Todo proceso constitucional es una batalla política y jurídica para reducir el poder absoluto, ampliar los derechos ciudadanos e incrementar su participación efectiva en las decisiones públicas. Ese es el espíritu de la Carta de la Ciudad de México, resultado de un largo itinerario de consultas y de una Asamblea Constituyente caracterizada por el genuino consenso entre las fuerzas partidarias y sociales, del que por desgracia están huérfanas las decisiones del gobierno federal.
Los avances son considerables y ofrecen la pauta para edificar una nueva constitucionalidad en el país. Las acciones y controversias que la impugnan provienen, primordialmente, del Ejecutivo de la Unión. Intentan eludir el artículo 41 de la Constitución Federal respecto del ejercicio de la soberanía del pueblo de la ciudad para definir su régimen interno. Niegan también las facultades residuales concedidas a las autoridades de las entidades federativas por el artículo 124 constitucional. Parecen ignorar el principio de progresividad consagrado en el artículo 1º constitucional.
La Suprema Corte encara el mayor reto de su historia contemporánea, pero tiene también una oportunidad inescapable para reafirmar su independencia e imparcialidad, tanto como para alentar un nuevo federalismo y un constitucionalismo contemporáneo en todo el país. Algunas resoluciones del máximo tribunal no han servido para alentar la evolución democrática del régimen de gobierno. Así su decisión de 2014 que negó la posibilidad de someter la reforma energética a consulta popular bajo el pretexto de que se trataba de una cuestión de “ingresos”.
La Corte es por definición original un órgano federalista y de ninguna manera podría concebirse como un brazo judicial del centralismo. Desde la fundación de la República la integración del máximo tribunal se concibió como una expresión de la voluntad popular. En la Constitución de 1814 su composición dependía del único Poder Supremo que era el congreso. En la carta de 1824 sus integrantes eran propuestos por las legislaturas de los estados, quedando a cargo de la Cámara de Diputados el cómputo para la mayoría absoluta. En 1857 se determinó que la elección de los ministros sería semejante a la del Poder Ejecutivo, esto es popular e indirecta en primer grado. Según el texto de 1917 los ministros eran designados por el congreso con base a las propuestas de las legislaturas de los Estados.

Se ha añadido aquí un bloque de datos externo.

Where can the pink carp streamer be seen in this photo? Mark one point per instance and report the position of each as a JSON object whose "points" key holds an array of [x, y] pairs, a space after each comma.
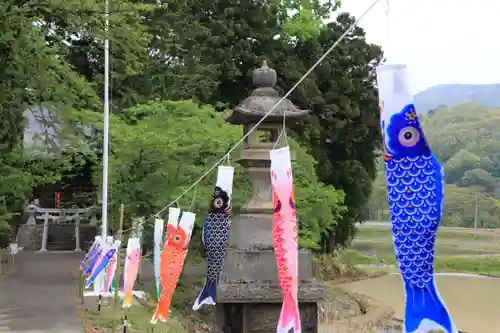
{"points": [[285, 238], [132, 262]]}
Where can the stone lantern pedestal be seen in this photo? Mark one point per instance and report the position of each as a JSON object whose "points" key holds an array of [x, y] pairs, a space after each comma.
{"points": [[249, 297]]}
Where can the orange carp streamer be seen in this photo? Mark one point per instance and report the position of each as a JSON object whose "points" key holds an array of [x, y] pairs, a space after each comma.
{"points": [[172, 259]]}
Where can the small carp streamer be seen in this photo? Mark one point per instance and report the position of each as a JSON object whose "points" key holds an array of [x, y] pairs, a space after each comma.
{"points": [[172, 259], [131, 269], [285, 238], [415, 191], [215, 235], [102, 262], [158, 241], [111, 270]]}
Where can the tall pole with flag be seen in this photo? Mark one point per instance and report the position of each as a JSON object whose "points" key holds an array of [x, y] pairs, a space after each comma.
{"points": [[99, 282]]}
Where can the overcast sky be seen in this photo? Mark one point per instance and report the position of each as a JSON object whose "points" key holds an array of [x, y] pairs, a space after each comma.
{"points": [[441, 41]]}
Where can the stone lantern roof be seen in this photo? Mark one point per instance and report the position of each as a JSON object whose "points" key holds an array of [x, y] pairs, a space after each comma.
{"points": [[262, 99]]}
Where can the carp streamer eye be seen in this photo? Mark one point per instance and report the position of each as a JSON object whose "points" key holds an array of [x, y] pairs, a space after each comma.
{"points": [[408, 136], [218, 202]]}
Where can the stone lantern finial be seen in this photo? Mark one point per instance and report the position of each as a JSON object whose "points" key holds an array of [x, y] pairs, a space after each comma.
{"points": [[264, 77]]}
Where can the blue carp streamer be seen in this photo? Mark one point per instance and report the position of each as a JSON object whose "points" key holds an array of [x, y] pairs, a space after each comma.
{"points": [[415, 188]]}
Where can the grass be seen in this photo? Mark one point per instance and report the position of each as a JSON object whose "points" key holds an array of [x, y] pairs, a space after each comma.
{"points": [[443, 233], [138, 320]]}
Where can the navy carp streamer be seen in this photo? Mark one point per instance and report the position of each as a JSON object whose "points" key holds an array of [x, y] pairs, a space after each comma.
{"points": [[415, 191]]}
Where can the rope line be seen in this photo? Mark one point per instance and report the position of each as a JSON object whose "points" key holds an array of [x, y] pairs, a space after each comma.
{"points": [[223, 158]]}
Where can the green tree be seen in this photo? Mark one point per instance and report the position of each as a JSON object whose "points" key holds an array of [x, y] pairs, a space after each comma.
{"points": [[343, 131]]}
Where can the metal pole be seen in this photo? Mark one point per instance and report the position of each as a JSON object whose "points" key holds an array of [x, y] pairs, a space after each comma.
{"points": [[475, 215], [105, 152]]}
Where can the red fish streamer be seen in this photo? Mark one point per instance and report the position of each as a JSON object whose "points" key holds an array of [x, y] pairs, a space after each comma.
{"points": [[285, 238]]}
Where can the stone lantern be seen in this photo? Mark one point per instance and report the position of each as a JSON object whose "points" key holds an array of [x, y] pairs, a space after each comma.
{"points": [[249, 296]]}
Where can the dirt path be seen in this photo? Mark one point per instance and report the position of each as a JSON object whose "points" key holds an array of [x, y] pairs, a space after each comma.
{"points": [[39, 296]]}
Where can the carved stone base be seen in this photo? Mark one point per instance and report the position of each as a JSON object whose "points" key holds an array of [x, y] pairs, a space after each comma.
{"points": [[266, 292]]}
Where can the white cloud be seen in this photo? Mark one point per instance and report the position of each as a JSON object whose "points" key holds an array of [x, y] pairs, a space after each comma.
{"points": [[441, 41]]}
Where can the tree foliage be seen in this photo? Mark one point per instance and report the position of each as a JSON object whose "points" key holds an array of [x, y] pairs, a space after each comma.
{"points": [[202, 51]]}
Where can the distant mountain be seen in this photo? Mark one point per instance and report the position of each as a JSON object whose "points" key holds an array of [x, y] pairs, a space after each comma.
{"points": [[456, 94]]}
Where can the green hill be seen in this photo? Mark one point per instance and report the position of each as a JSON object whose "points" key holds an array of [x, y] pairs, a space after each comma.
{"points": [[466, 140], [451, 95]]}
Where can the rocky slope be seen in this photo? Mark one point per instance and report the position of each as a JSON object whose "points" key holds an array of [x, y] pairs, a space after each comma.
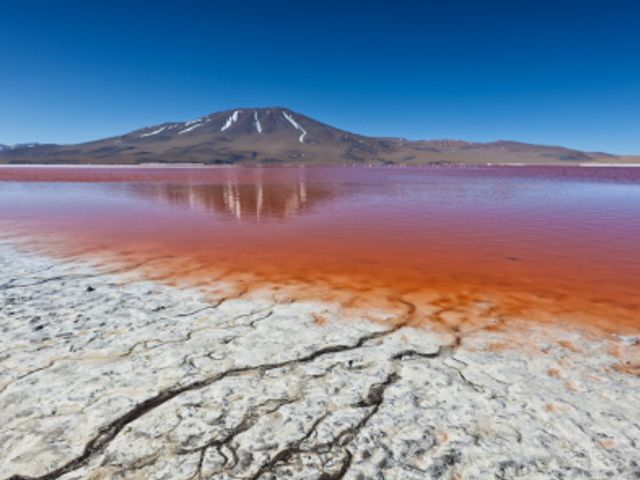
{"points": [[279, 135], [104, 375]]}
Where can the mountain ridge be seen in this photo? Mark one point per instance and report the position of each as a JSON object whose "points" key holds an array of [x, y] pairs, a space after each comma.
{"points": [[278, 135]]}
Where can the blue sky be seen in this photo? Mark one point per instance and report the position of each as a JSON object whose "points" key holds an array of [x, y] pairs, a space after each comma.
{"points": [[563, 72]]}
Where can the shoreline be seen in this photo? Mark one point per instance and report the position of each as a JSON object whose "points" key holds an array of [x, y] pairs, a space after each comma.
{"points": [[185, 385], [321, 165]]}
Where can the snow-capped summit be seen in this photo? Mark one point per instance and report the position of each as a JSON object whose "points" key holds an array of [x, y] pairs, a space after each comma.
{"points": [[280, 135]]}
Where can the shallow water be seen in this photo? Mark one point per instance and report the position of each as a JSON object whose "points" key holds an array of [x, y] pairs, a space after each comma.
{"points": [[563, 240]]}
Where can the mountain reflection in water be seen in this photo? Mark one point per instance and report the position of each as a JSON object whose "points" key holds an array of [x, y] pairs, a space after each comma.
{"points": [[561, 239]]}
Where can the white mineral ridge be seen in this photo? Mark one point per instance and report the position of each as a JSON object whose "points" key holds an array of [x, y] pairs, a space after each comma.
{"points": [[103, 375]]}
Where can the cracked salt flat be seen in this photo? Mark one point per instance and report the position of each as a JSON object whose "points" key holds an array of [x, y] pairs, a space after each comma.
{"points": [[105, 375]]}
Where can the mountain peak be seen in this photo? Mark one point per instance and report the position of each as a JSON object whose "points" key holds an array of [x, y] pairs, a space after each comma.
{"points": [[268, 135]]}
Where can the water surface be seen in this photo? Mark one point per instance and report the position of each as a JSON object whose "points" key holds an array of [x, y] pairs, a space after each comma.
{"points": [[560, 239]]}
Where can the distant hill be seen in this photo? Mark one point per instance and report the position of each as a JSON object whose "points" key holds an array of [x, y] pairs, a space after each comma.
{"points": [[281, 136]]}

No fue sino hasta 1928, a propuesta de Álvaro Obregón, que se suprimió la inamovilidad de los ministros y se asignó al Ejecutivo la exclusividad de las propuestas mediante un sistema de ternas.

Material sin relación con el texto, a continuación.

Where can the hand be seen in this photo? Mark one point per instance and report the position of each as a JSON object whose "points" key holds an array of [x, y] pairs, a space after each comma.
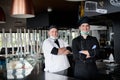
{"points": [[66, 52], [86, 53]]}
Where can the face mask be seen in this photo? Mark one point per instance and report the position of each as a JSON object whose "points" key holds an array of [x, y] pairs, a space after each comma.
{"points": [[53, 37], [84, 33]]}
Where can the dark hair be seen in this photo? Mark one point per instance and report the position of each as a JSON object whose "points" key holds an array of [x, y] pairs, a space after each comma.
{"points": [[82, 20], [52, 26]]}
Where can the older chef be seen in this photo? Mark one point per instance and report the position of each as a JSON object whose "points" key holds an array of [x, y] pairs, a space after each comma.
{"points": [[55, 52]]}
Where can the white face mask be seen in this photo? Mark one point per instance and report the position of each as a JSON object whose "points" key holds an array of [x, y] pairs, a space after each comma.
{"points": [[53, 37], [84, 33]]}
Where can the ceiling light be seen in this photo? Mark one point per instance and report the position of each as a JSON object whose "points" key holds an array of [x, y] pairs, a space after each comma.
{"points": [[75, 0], [49, 9], [2, 16], [22, 9]]}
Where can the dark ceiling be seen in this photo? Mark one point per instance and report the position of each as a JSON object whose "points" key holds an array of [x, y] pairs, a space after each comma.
{"points": [[41, 6], [56, 5]]}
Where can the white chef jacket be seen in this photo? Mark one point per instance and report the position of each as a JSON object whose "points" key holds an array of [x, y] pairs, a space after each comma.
{"points": [[54, 63]]}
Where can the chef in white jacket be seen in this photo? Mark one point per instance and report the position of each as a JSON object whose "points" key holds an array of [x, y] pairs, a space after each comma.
{"points": [[55, 51]]}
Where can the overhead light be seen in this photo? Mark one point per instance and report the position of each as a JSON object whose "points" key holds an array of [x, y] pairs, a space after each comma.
{"points": [[2, 16], [49, 9], [75, 0], [22, 9]]}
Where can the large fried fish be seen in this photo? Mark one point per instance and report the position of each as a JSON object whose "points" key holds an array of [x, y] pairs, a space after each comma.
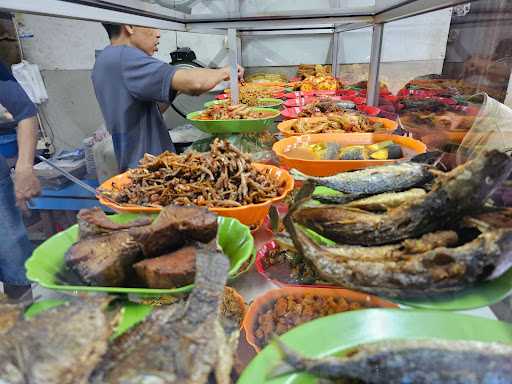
{"points": [[182, 343], [413, 361], [455, 194], [414, 267], [59, 346], [369, 181]]}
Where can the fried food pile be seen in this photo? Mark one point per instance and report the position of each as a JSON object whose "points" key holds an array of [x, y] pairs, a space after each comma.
{"points": [[251, 93], [320, 107], [321, 80], [335, 122], [306, 70], [223, 177], [232, 112]]}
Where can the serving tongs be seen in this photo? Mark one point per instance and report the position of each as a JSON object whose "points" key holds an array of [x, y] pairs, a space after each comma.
{"points": [[96, 192]]}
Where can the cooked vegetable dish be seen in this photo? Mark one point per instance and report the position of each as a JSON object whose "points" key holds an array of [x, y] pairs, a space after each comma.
{"points": [[233, 112], [336, 122]]}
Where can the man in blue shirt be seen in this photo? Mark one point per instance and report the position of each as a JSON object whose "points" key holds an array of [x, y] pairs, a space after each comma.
{"points": [[15, 247], [134, 89]]}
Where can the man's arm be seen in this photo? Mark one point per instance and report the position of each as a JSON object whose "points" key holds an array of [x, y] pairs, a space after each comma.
{"points": [[26, 183], [197, 81], [18, 104]]}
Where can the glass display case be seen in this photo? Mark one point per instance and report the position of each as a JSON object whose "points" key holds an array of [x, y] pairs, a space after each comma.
{"points": [[312, 197]]}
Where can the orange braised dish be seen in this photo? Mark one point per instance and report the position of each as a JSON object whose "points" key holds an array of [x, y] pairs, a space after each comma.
{"points": [[289, 311]]}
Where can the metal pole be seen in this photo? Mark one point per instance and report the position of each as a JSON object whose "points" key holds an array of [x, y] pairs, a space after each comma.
{"points": [[373, 75], [233, 63], [335, 53]]}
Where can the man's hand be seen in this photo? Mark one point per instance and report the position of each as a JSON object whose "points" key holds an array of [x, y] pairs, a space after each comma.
{"points": [[26, 185], [227, 72]]}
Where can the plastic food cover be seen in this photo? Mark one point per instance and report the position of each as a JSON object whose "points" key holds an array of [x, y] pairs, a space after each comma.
{"points": [[490, 130]]}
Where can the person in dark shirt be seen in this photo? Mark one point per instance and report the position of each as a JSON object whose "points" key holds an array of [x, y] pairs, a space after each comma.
{"points": [[15, 247], [134, 89]]}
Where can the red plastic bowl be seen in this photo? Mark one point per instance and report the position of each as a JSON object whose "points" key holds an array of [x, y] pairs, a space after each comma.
{"points": [[290, 113], [358, 100], [347, 92], [294, 95], [299, 102], [368, 109], [324, 93]]}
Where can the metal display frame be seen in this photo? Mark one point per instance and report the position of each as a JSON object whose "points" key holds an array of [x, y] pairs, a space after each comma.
{"points": [[231, 24]]}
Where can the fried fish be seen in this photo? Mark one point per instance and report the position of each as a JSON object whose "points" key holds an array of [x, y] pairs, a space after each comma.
{"points": [[426, 361], [182, 343]]}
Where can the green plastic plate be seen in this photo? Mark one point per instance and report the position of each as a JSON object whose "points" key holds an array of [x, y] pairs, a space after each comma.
{"points": [[334, 334], [131, 313], [275, 102], [234, 126], [47, 261], [481, 295]]}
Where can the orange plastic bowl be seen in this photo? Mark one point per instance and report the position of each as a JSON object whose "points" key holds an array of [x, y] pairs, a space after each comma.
{"points": [[285, 126], [252, 214], [332, 167], [263, 302]]}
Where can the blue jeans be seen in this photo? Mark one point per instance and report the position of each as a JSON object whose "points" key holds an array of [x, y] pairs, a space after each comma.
{"points": [[15, 247]]}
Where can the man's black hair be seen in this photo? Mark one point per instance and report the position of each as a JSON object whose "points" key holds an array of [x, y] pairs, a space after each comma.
{"points": [[113, 30]]}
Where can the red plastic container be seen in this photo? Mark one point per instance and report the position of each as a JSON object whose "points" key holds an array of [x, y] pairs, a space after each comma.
{"points": [[299, 101], [347, 92], [368, 109], [290, 113], [358, 100]]}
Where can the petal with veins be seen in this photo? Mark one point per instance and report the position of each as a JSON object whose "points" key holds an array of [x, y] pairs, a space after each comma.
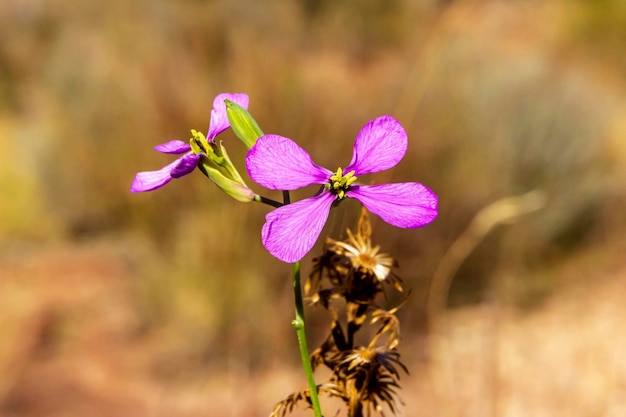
{"points": [[291, 231], [173, 146], [151, 180], [278, 163], [186, 164], [380, 145], [407, 204]]}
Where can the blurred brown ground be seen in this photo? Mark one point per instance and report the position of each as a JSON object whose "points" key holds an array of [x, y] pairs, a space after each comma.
{"points": [[165, 303]]}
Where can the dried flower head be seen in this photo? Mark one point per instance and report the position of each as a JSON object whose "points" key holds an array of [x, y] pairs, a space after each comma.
{"points": [[346, 281]]}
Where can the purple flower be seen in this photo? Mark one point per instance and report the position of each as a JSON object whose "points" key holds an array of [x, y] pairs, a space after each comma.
{"points": [[278, 163], [151, 180]]}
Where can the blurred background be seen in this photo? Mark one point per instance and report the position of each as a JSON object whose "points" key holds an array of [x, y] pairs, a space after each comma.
{"points": [[166, 303]]}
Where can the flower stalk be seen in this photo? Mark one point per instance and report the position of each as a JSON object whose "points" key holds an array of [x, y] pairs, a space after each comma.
{"points": [[298, 324]]}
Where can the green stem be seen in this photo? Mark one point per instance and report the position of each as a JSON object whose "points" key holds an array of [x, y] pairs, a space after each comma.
{"points": [[298, 324]]}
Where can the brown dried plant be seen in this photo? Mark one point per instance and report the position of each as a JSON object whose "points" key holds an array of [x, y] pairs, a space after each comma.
{"points": [[347, 280]]}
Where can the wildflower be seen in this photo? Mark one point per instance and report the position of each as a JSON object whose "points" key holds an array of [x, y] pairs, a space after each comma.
{"points": [[278, 163], [185, 164]]}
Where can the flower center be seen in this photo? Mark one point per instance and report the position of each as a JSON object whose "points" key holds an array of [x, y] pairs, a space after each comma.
{"points": [[340, 183], [200, 145]]}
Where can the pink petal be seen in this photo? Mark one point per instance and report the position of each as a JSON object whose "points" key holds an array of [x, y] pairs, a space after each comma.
{"points": [[173, 147], [219, 119], [278, 163], [291, 231], [151, 180], [407, 204], [186, 164], [380, 145]]}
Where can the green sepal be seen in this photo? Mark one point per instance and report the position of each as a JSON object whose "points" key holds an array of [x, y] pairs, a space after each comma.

La Corte tiene hoy la ocasión de recuperar, por decisión propia, su tradición republicana y de contribuir al equilibrio de soberanías en que se funda el Estado mexicano. Los artículos 39, 40 y 43 constitucionales interpretados conjuntamente permiten afirmar, según Arnaldo Córdova, que “no puede hablarse de un solo pueblo, sino al menos de 32 pueblos”. Es falso que los Estados no estén facultados para incorporar en sus constituciones figuras que no estén incluidos en la Carta Federal. Ejemplo palmario es el juicio de amparo introducido en Yucatán en 1841, que fue incorporado 16 años después a la Constitución Federal. Además, a partir de los inicios de la transición, la Corte ha resuElto positivamente, en casos relevantes, la adopción por diversas entidades de normas estatales que no aparecen en la Carta Federal.
Los tratados y convenciones internacionales de los que México forma parte han sido suscritos en representación de todas las Entidades y no sólo del gobierno nacional; por ello el derecho convencional integra un bloque de constitucionalidad obligatorio para todas las autoridades y órdenes de gobierno, como lo ha reafirmado la jurisprudencia de la Corte.

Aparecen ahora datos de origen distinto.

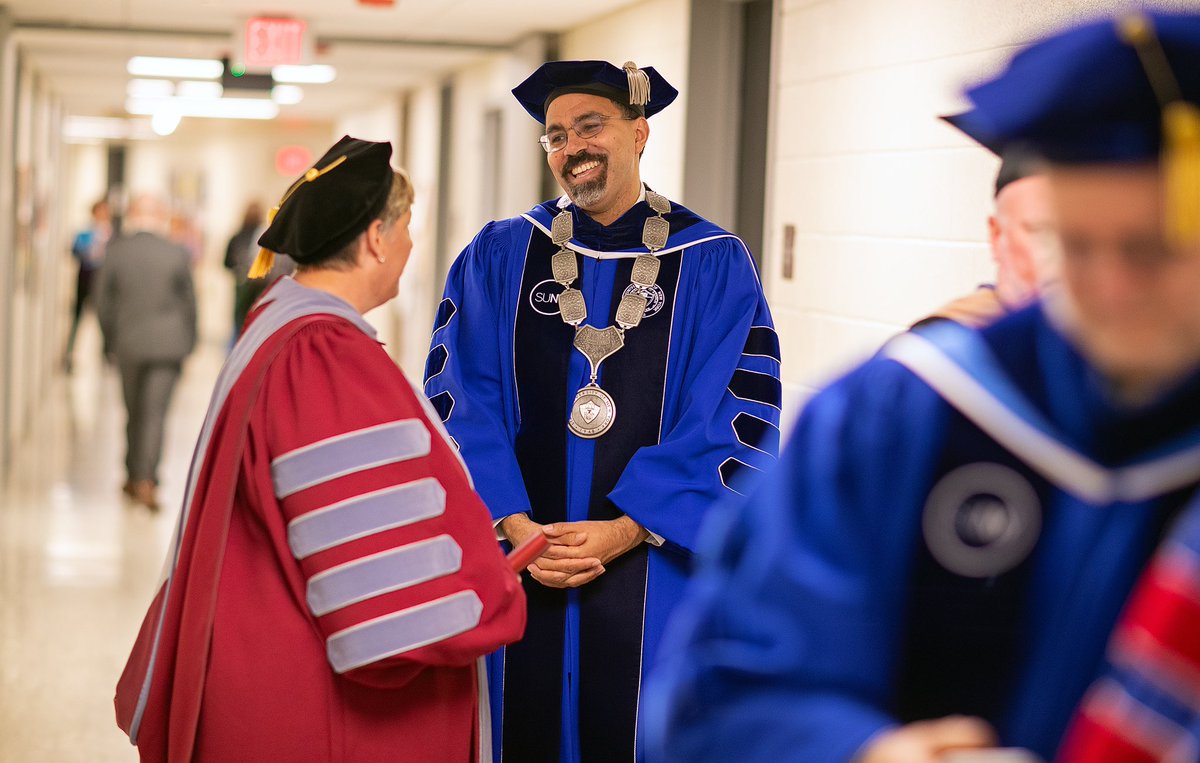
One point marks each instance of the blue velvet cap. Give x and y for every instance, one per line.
x=600, y=78
x=1084, y=96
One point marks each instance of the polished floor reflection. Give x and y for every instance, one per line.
x=78, y=562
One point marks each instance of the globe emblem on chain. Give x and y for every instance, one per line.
x=654, y=296
x=982, y=520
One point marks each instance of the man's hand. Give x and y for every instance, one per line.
x=577, y=550
x=925, y=742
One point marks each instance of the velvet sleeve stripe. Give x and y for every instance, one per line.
x=756, y=433
x=403, y=631
x=757, y=388
x=763, y=342
x=366, y=515
x=437, y=361
x=447, y=311
x=443, y=403
x=383, y=572
x=730, y=469
x=346, y=454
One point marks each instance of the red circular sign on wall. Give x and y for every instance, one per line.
x=292, y=160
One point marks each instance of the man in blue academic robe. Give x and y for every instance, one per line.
x=607, y=365
x=941, y=554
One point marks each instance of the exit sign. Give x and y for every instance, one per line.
x=274, y=42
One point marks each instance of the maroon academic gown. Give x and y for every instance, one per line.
x=335, y=578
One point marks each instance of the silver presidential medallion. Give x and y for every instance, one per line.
x=593, y=412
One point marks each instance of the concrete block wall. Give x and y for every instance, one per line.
x=888, y=203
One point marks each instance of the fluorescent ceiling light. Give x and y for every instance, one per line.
x=313, y=74
x=166, y=120
x=94, y=128
x=192, y=68
x=150, y=88
x=287, y=95
x=196, y=89
x=214, y=108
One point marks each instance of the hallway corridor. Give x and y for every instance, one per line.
x=78, y=562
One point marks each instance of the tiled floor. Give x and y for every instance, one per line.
x=78, y=564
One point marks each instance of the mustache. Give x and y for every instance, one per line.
x=582, y=158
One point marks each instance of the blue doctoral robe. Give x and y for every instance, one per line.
x=953, y=528
x=697, y=397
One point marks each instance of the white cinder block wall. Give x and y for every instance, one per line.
x=888, y=204
x=649, y=34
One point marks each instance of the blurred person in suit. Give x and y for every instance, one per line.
x=88, y=250
x=147, y=306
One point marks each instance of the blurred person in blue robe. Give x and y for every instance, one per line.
x=936, y=564
x=607, y=365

Su responsabilidad es mayúscula, ya que hasta la fecha ningún poder originario ha sido controvertido judicialmente. Si la Asamblea Constituyente de la Ciudad se caracterizó por prácticas de transparencia sin precedentes, bajo el principio de parlamento abierto, sería consecuente que los debates y decisiones de la SCJN estuviesen sujetos a la mirada de la opinión pública. Nos permitimos sugerir un ejercicio de Corte abierta que permitiera la audiencia pública, fuera permeable a los “amicus curiae” y al seguimiento puntual de la sociedad interesada. La Corte estÁ llamada a salir airosa de esta prueba democrática.